“She was a very, very tough lady,” Mr. Skotak said. “She carried a phaser with her right up to the end.” https://t.co/jH3MxZQyHi
— Alexandra Petri (@petridishes) December 4, 2019
I’ve always thought of Fontana as the Mother of All Trekkies — she showed us it was possible. Yes, of course, that women could succeed at writing ‘action shows’ for television (which was no small thing). But also that women — we — could play with the two-dimensional sci-fi Wagon-Train-to-the-Stars characters (mysterious dark alien, stalwart trickster captain, hard-bitten hard-drinking medical man) and make something worth sharing. She certainly wasn’t the first to turn fanfic into a living (I can’t be the only one who wanted, back in the day, to see Nimoy and Shatner do a turn as Sherlock and Watson) but she gave a STEM-curious generation the key to a particular door…
D.C. Fontana, who helped craft the lore of the 1960s television series “Star Trek” and developed one of its signature characters, Spock, as the show’s first female writer, died on Tuesday at a hospital in Burbank, Calif. She was 80.
Her husband and only immediate survivor, Dennis Skotak, said the cause was cancer.
Ms. Fontana was part of the “Star Trek” universe from its early days, working alongside the show’s creator, Gene Roddenberry, as a story editor and writer…
In a 2013 interview with StarTrek.com, the franchise’s official website, Ms. Fontana said she thought her greatest contribution to the franchise had been “primarily the development of Spock as a character and Vulcan as a history/background/culture from which he sprang.”
She fleshed out the character’s back story as the child of a human mother and a Vulcan father while she was a story editor and associate producer for “Star Trek: The Animated Series” in the 1970s. She later wrote, with Mr. Roddenberry, the pilot that launched “Star Trek: The Next Generation” in 1987.
Dorothy Catherine Fontana was born on March 25, 1939, in Sussex, N.J. She was raised by a single mother in Totowa, N.J., and dreamed of becoming a novelist, she said in an interview with the Writers Guild Foundation in 2014.

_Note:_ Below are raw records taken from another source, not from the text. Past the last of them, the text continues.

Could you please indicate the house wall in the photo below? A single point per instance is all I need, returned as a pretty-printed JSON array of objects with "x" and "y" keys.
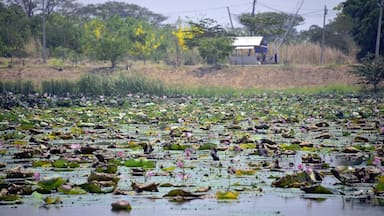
[{"x": 243, "y": 60}]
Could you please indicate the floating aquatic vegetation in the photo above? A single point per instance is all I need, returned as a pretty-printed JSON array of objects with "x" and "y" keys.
[
  {"x": 51, "y": 183},
  {"x": 228, "y": 195},
  {"x": 141, "y": 162},
  {"x": 121, "y": 205}
]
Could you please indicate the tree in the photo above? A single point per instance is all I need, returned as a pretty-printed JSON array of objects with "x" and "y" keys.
[
  {"x": 144, "y": 41},
  {"x": 337, "y": 34},
  {"x": 14, "y": 30},
  {"x": 371, "y": 70},
  {"x": 214, "y": 50},
  {"x": 107, "y": 40},
  {"x": 269, "y": 24},
  {"x": 64, "y": 32},
  {"x": 364, "y": 15},
  {"x": 212, "y": 41}
]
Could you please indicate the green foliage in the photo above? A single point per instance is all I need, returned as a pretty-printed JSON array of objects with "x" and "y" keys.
[
  {"x": 142, "y": 162},
  {"x": 64, "y": 33},
  {"x": 106, "y": 40},
  {"x": 214, "y": 50},
  {"x": 18, "y": 87},
  {"x": 365, "y": 16},
  {"x": 370, "y": 71},
  {"x": 211, "y": 39},
  {"x": 14, "y": 30},
  {"x": 269, "y": 24},
  {"x": 72, "y": 191},
  {"x": 51, "y": 183},
  {"x": 59, "y": 87},
  {"x": 337, "y": 34}
]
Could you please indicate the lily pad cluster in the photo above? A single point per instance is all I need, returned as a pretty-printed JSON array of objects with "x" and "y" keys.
[{"x": 186, "y": 148}]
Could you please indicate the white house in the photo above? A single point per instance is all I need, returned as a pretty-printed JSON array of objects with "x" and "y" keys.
[{"x": 249, "y": 51}]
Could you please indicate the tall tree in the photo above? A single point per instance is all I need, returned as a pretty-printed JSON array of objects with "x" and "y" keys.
[
  {"x": 14, "y": 30},
  {"x": 144, "y": 41},
  {"x": 213, "y": 42},
  {"x": 29, "y": 6},
  {"x": 270, "y": 24},
  {"x": 337, "y": 34},
  {"x": 364, "y": 15},
  {"x": 107, "y": 40}
]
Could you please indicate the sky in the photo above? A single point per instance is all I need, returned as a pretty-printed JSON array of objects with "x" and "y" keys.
[{"x": 312, "y": 10}]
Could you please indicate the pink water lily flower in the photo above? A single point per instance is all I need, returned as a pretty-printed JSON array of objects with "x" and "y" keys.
[
  {"x": 36, "y": 176},
  {"x": 376, "y": 161},
  {"x": 120, "y": 154},
  {"x": 300, "y": 167},
  {"x": 75, "y": 146},
  {"x": 180, "y": 164},
  {"x": 149, "y": 174}
]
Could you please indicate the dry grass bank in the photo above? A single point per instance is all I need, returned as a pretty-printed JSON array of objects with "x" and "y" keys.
[{"x": 261, "y": 76}]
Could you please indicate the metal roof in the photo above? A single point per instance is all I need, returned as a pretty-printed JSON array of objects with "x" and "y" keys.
[{"x": 247, "y": 41}]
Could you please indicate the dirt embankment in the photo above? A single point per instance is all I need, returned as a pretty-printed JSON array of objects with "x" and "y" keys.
[{"x": 261, "y": 76}]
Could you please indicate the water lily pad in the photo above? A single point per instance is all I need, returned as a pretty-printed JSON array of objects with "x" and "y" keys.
[
  {"x": 141, "y": 162},
  {"x": 51, "y": 183},
  {"x": 121, "y": 205},
  {"x": 229, "y": 195}
]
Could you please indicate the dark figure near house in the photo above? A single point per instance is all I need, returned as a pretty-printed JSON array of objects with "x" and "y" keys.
[{"x": 214, "y": 154}]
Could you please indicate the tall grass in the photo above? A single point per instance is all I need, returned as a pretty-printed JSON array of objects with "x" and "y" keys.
[
  {"x": 94, "y": 85},
  {"x": 122, "y": 85},
  {"x": 309, "y": 53},
  {"x": 17, "y": 87}
]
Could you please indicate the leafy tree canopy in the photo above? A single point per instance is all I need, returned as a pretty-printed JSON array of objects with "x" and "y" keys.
[
  {"x": 269, "y": 24},
  {"x": 364, "y": 15},
  {"x": 337, "y": 34}
]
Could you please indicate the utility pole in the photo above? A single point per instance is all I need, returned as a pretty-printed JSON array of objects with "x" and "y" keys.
[
  {"x": 253, "y": 15},
  {"x": 377, "y": 51},
  {"x": 323, "y": 36},
  {"x": 44, "y": 36},
  {"x": 230, "y": 18}
]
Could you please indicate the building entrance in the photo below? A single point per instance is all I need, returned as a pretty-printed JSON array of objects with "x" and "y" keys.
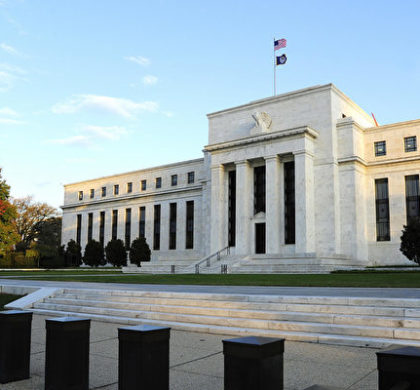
[{"x": 260, "y": 238}]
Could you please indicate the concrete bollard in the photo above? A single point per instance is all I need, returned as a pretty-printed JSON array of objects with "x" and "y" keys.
[
  {"x": 253, "y": 363},
  {"x": 67, "y": 354},
  {"x": 143, "y": 361},
  {"x": 15, "y": 345},
  {"x": 399, "y": 368}
]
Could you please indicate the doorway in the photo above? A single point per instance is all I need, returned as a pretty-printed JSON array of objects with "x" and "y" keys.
[{"x": 260, "y": 238}]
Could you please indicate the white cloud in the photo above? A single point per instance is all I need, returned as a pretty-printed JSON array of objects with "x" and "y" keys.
[
  {"x": 150, "y": 80},
  {"x": 143, "y": 61},
  {"x": 10, "y": 49},
  {"x": 8, "y": 111},
  {"x": 76, "y": 140},
  {"x": 12, "y": 69},
  {"x": 8, "y": 121},
  {"x": 113, "y": 133},
  {"x": 123, "y": 107}
]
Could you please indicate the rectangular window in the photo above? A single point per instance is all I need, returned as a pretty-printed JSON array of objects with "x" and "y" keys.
[
  {"x": 260, "y": 238},
  {"x": 142, "y": 221},
  {"x": 127, "y": 228},
  {"x": 156, "y": 227},
  {"x": 79, "y": 228},
  {"x": 172, "y": 226},
  {"x": 410, "y": 144},
  {"x": 90, "y": 226},
  {"x": 232, "y": 209},
  {"x": 259, "y": 189},
  {"x": 412, "y": 199},
  {"x": 102, "y": 228},
  {"x": 189, "y": 236},
  {"x": 380, "y": 148},
  {"x": 114, "y": 224},
  {"x": 382, "y": 210},
  {"x": 289, "y": 202}
]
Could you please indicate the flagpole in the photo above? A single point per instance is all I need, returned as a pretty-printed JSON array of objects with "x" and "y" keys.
[{"x": 274, "y": 69}]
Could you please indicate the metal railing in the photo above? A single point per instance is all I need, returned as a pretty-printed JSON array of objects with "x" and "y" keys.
[{"x": 208, "y": 259}]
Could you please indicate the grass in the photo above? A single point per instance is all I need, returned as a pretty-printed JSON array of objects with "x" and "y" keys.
[
  {"x": 6, "y": 298},
  {"x": 354, "y": 279}
]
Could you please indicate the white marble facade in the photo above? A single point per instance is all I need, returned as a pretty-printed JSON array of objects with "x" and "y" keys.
[{"x": 325, "y": 136}]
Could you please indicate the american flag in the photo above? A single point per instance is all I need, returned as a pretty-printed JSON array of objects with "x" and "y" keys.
[{"x": 280, "y": 43}]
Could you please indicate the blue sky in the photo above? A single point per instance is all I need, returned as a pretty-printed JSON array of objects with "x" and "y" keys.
[{"x": 93, "y": 88}]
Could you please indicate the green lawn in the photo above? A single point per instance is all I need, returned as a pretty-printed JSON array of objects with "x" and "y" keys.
[
  {"x": 6, "y": 298},
  {"x": 361, "y": 279}
]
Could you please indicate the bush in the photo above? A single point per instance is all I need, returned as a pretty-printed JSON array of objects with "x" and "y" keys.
[
  {"x": 139, "y": 251},
  {"x": 94, "y": 254},
  {"x": 115, "y": 253},
  {"x": 73, "y": 254},
  {"x": 410, "y": 241}
]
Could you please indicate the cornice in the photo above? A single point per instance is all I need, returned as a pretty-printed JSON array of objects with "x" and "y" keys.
[
  {"x": 140, "y": 171},
  {"x": 262, "y": 138},
  {"x": 130, "y": 197}
]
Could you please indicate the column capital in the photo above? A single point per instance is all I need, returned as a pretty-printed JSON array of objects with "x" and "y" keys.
[
  {"x": 272, "y": 158},
  {"x": 303, "y": 152},
  {"x": 217, "y": 167}
]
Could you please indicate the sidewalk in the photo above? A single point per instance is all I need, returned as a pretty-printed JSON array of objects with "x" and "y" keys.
[{"x": 196, "y": 362}]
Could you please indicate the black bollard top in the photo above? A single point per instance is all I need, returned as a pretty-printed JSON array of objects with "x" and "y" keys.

After high school, she studied to become a secretary at Fairleigh Dickinson University in New Jersey. She told the foundation that she had thought that clerical work would be a good day job for an aspiring novelist, but that her goals had changed when she became a secretary at Columbia Pictures’ television arm, which was based in New York.
When her boss died of a heart attack, leaving her jobless after just two months, she decided to move to California, in December 1959, to see if she could break into television writing. She achieved early success selling scripts to western series, which were popular in the early 1960s, including “The Tall Man,” “Shotgun Slade” and “Frontier Circus.” …
Ms. Fontana wrote for all three seasons of the original series. She later wrote for other science fiction shows, including “Star Trek: Deep Space Nine,” “The Six Million Dollar Man” and “Babylon 5,” as well as influential series outside that genre like “Bonanza,” “Dallas” and “The Waltons.” …
Speaking to StarTrek.com in 2013, Ms. Fontana reflected on what it was like to be a female writer in Hollywood in the 1960s. While working on “Star Trek,” she said, she did not realize that she had gone where no woman had gone before.
“At the time, I wasn’t especially aware there were so few female writers doing action adventure scripts,” she said. “There were plenty doing soaps, comedies, or on variety shows. By choosing to do action adventure, I was in an elite, very talented and very different group of women writers.”
From the blog The Objective Standard:
… [W]hat truly set Fontana apart was the artistic integrity of her own work. Consider, for example, “This Side of Paradise,” which tells the story of the “logical” Mr. Spock discovering emotions, falling in love, and being tempted to abandon his lifelong mission of discovery in order to remain in a seeming paradise forever. With its elegant dialogue and sympathetic tone, the episode evokes the viewer’s emotions but takes a firm stand against utopian fantasies and in favor of embracing the more rewarding challenges of real life. Reducing such a complex plot, profound ideas, and compelling character developments to a single hour-long episode was a remarkable achievement.
It was par for the course for Fontana, however, who earned a reputation for hard work and intense focus. “The first draft [a producer] gets is really my third or fourth draft, because I’m always refining,” she said. Conscious of the practical limitations of producing a series within money and time constraints, she was nevertheless committed to her artistic vision. “I just work at it so hard that I feel, this is what I want to say.”…
Asked once how she would like to be remembered, her answer was simple—and characteristically straightforward. “I would like to be remembered most just for being a damn good writer.”